No scar, however, might have been more damaging in their three-year history than a failure to survive the Vancouver Canucks inside the Edmonton bubble.

Vegas was, to put it plainly, the vastly superior team. And after jumping out to a commanding 3-1 advantage in the series over their Pacific Division rivals, the Golden Knights arguably emerged as the favourite to win the Stanley Cup.

Yet despite their clear superiority, and a remarkable ability to not let incredible and repeated misfortune impact their process, the Golden Knights continued to run into something just as relentless as their shift-over-shift pursuit of the puck.

Vancouver netminder Thatcher Demko delivered one of the single-best short-term performances in recent postseason history in place of Jacob Markstrom while the Golden Knights poured it on for the better part of three games across four nights.

Demko made 122 saves on 124 shots, and over the course of two hours and 18 minutes of shutout hockey, stopped 98 consecutive looks from Golden Knights shooters. With three chances to eliminate the Canucks, and despite running up a 126-54 shot advantage, Vegas was forced to wait until there was just over six minutes remaining in Game 7 to finally earn its breakthrough.

That’s when Shea Theodore scored with a well-placed point shot through traffic on the power play to give the Golden Knights a lead it would add to with a pair of empty netters for a 3-0 victory.

With countless attacks thwarted, an untold number of opportunities wasted, and time running out on a season that was shaping up so favourably, the Golden Knights were being pushed toward a breaking point by nothing more than an individual performance that was beginning to defy all reason.

Which is why their performance in Game 7, after failing to bury the Canucks in the last two meetings for no reason other than a failure to solve a hot netminder, was so unbelievably impressive.

The Golden Knights racked up shot after shot, and chance after chance, from the moment the puck was dropped in the deciding game, simply refusing to relent until they finally found an avenue to the back of the net. They limited Vancouver to two shots in the first period, just six through 40 minutes, and only 20 5-on-5 attempts in the game, compared to 60 of their own.

It was a near-perfect outing, at least when measured at even strength. And in the handful of times where Robin Lehner had to provide a save, he was there to match his team’s level of excellence — and Demko’s for that matter.

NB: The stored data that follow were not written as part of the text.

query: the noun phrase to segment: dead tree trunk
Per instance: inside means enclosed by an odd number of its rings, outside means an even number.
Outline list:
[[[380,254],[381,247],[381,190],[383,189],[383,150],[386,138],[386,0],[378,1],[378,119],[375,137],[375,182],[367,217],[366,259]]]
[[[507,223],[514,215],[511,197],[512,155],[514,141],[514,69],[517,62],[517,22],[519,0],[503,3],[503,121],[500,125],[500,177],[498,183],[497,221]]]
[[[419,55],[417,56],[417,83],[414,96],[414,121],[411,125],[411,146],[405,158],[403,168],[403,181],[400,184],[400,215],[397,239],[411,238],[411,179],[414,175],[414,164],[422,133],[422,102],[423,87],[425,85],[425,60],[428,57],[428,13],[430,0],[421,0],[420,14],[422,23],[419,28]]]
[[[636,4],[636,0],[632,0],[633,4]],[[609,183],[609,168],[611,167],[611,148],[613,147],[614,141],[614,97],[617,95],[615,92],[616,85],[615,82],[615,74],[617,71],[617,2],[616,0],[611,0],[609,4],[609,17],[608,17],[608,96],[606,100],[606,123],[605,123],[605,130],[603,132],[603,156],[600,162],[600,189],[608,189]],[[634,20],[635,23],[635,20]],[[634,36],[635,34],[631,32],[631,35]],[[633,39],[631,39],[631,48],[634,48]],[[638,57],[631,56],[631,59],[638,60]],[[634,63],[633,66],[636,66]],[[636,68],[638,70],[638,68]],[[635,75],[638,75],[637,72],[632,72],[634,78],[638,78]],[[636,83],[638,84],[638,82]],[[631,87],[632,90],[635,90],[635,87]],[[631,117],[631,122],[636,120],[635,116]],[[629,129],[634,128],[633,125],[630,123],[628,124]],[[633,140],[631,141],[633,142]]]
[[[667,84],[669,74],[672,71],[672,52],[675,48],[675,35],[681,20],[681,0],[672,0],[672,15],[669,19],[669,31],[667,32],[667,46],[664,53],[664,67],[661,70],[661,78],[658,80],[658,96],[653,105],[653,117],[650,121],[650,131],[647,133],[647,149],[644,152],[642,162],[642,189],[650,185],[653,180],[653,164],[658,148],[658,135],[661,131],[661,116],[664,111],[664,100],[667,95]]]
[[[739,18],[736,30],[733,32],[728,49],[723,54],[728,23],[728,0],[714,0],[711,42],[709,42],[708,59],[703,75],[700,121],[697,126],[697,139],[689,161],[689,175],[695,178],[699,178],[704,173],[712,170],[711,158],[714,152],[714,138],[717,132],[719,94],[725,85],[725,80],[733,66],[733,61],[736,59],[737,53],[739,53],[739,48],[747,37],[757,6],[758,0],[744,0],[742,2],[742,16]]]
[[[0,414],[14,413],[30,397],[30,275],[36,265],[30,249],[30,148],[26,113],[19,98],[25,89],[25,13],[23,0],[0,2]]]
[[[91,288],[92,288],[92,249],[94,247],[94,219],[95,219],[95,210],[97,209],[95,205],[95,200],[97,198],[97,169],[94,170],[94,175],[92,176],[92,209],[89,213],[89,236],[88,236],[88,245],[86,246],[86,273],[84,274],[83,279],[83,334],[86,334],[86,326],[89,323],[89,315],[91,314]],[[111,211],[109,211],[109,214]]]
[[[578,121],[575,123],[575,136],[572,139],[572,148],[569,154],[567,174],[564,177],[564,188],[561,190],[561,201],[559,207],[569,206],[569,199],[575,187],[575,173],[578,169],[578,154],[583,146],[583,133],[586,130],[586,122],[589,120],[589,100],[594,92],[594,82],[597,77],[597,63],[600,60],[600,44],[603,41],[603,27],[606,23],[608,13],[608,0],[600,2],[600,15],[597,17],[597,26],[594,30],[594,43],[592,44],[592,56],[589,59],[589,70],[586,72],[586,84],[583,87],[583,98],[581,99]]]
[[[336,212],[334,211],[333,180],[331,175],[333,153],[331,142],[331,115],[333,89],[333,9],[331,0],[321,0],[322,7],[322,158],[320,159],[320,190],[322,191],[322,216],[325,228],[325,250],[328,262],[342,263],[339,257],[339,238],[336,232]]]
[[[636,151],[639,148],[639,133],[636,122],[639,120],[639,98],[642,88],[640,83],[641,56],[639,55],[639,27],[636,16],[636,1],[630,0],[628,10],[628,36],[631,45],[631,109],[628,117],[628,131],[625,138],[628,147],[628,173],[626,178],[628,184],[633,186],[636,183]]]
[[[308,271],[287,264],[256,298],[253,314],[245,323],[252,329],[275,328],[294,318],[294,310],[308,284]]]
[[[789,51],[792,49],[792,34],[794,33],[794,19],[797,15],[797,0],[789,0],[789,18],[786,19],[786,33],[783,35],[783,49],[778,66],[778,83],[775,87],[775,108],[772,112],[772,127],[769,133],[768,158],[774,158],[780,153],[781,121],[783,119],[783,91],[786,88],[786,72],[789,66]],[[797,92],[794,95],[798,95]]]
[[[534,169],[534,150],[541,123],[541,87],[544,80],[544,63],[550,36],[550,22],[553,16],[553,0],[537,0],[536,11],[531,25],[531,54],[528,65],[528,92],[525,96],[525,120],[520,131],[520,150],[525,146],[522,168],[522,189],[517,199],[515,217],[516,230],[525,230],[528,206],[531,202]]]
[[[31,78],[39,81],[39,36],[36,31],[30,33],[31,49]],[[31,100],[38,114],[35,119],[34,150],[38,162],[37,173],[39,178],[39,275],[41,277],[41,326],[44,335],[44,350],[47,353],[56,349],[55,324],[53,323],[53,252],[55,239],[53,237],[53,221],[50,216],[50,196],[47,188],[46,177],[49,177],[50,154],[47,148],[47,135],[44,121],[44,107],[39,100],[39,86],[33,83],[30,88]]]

What separates Vegas from the teams that have been eliminated, and likely several of the few still remaining in the tournament, is its ability to create its own advantages. Yet Demko is proof that one hot netminder in this sport can invalidate any sized edge in shots, chances, or time spent in the attacking zone.

For Vegas, the series reached the point where one mistake could have easily cost the Golden Knights the chance to continue chasing the Stanley Cup. Lesser teams would have folded under that pressure, and suffered for it.

It’s why despite being the better team, and being wise to it, but needing more games than they should have and in the end only narrowly avoiding another damaging postseason exit, the Golden Knights have accomplished more than they could with a series that better reflected the actual run of play.

Every champion meets a make-or-break moment in the postseason, and in a brief history for the Golden Knights, it’s been the latter in that scenario.

There will be challenges ahead for sure, but they might pale in comparison to what Demko provided, and what the Golden Knights were able to overcome.